La tentative de conciliation prévue par l’article R. 142-21 du code de la sécurité sociale n’ayant pas abouti, le Tribunal a rendu la décision suivante,
Prononcé publiquement par mise à disposition du jugement au greffe du tribunal, les parties ayant été avisées dans les conditions de l’article 452 du code de procédure civile.
Et le présent jugement a été signé par Madame MALAROCHE, présidente du pôle social du tribunal judiciaire et par Madame SEGONDS, greffière, auquel la minute de la décision a été remise par le magistrat signataire.
EXPOSE DU LITIGE
Suite à l’accident du travail dont a été victime Monsieur [C] [Q] le 26 mai 2018, et qui a été pris en charge au titre de la législation professionnelle, la faute inexcusable de son employeur la société SASU [2] ([3]) a été reconnue par jugement du 14 décembre 2022, et une expertise ordonnée, confiée au Docteur [R] [G].
La Cour d’Appel de Grenoble a confirmé cette décision le 12 septembre 2024, sauf à accorder une provision de 4000 euros à Monsieur [Q] et à compléter la mission de l’expert en y incluant l’évaluation du déficit fonctionnel permanent.
L’employeur a été condamné à régler à la victime une indemnité de 2000 euros en application de l’article 700 du code de procédure civile.
L’expert judiciaire a déposé son rapport le 4 avril 2025.
Dans le dernier état de ses écritures, Monsieur [C] [Q] demande à la juridiction de jugement de lui allouer :
60 euros au titre du déficit fonctionnel temporaire total,6000 euros au titre des souffrances endurées,2000 euros pour le préjudice esthétique provisoire,2000 euros pour le préjudice esthétique définitif,1197 euros pour le déficit fonctionnel temporaire partiel,12 800 euros pour le déficit fonctionnel permanent.

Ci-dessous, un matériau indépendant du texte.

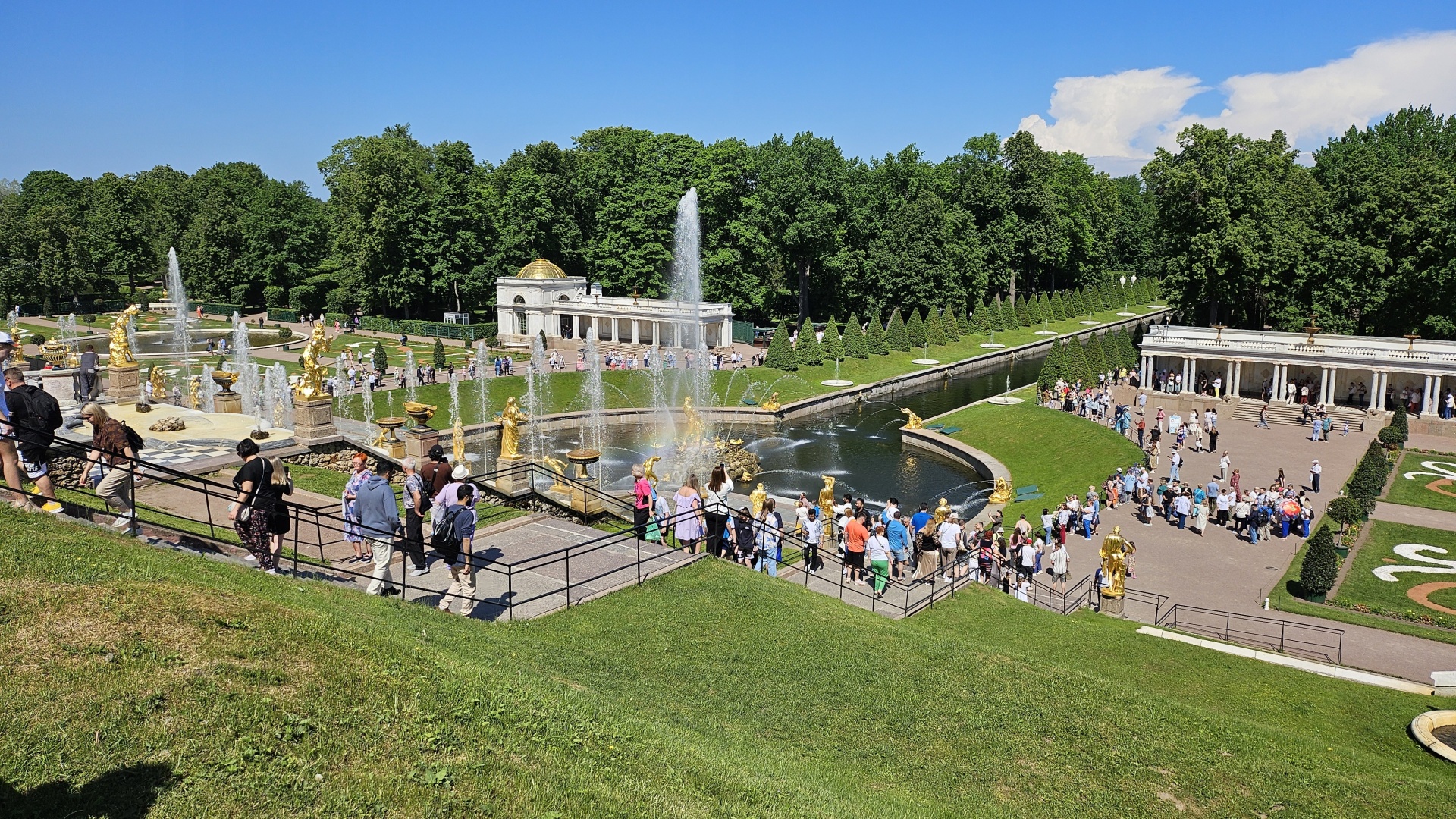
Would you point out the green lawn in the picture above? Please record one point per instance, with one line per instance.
(1059, 452)
(623, 388)
(1413, 491)
(130, 670)
(1365, 589)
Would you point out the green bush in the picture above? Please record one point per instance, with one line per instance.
(807, 352)
(875, 335)
(855, 343)
(833, 344)
(1345, 510)
(781, 353)
(1321, 567)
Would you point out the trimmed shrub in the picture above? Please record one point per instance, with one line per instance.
(1321, 567)
(855, 343)
(875, 335)
(781, 353)
(833, 344)
(1345, 510)
(934, 328)
(915, 330)
(807, 350)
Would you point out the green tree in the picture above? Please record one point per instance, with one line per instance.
(1321, 566)
(833, 344)
(915, 330)
(807, 349)
(781, 353)
(855, 343)
(875, 337)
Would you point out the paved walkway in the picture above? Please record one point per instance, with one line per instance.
(1220, 572)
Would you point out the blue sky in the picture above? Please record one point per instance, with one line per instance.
(124, 86)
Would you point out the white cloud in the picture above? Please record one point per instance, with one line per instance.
(1117, 120)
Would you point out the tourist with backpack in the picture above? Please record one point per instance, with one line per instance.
(453, 539)
(34, 416)
(114, 447)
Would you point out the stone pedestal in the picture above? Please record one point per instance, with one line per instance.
(228, 403)
(419, 442)
(124, 382)
(313, 420)
(513, 484)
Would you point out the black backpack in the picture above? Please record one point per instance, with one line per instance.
(443, 539)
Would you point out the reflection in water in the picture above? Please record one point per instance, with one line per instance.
(858, 445)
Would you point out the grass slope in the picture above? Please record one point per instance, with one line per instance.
(634, 388)
(133, 673)
(1059, 452)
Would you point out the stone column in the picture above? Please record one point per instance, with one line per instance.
(313, 420)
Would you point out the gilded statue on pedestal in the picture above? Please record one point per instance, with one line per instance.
(511, 420)
(756, 499)
(310, 384)
(648, 469)
(118, 344)
(695, 423)
(827, 496)
(1114, 563)
(1001, 491)
(915, 422)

A titre subsidiaire, il réclame 495 euros pour le déficit fonctionnel temporaire partiel.
Il entend en effet voir repousser la date de consolidation initiale retenue par la CPAM de l’Isère et fixée 5 octobre 2018, au 16 juin 2019, date à laquelle il a été consolidée d’une rechute déclarée 16 mai 2019.
Enfin, il conclut à la condamnation de la société [2] à lui verser une indemnité de 3000 euros en application de l’article 700 du code de procédure civile.
La société [2] entend en réponse voir
— in limine litis juger que la demande en indemnisation complémentaire des préjudices en lien avec la rechute de l’état de santé de Monsieur [Q] du 16 mai 2019 est irrecevable.
A titre principal :
— débouter le demandeur de sa demande de modification de la date de consolidation et par conséquent de sa demande d’indemnisation du déficit temporaire partiel à hauteur de 1197, l’indemnité allouée devant être fixée à 376,05 euros.
— débouter la partie adverse de sa demande de réparation du déficit fonctionnel permanente non objectivé par l’expert.
— rejeter la demande d’indemnisation du préjudice esthétique définitif en raison de la consolidation sans séquelles de son état de santé.
— réduire la somme allouée à Monsieur [Q] au titre des souffrances endurées à la somme de 4000 euros qui constitue la somme maximale de la fourchette indemnitaire préconisée par le barème MORNET.
— réduire le préjudice esthétique temporaire à de plus justes proportions.
A titre subsidiaire, réduire la somme allouée au titre du préjudice esthétique permanent à 400 euros.
En tout état de cause,
— juger que la Caisse fera l’avance des sommes allouées à Monsieur [Q] qui en récupérera le montant auprès de l’employeur,
— déduire la provision de 4000 euros qui a d’ores et déjà été allouée,
— débouter Monsieur [Q] à titre principal de sa demande fondée sur l’article 700 du code de procédure civile et subsidiairement réduire la somme allouée à ce titre.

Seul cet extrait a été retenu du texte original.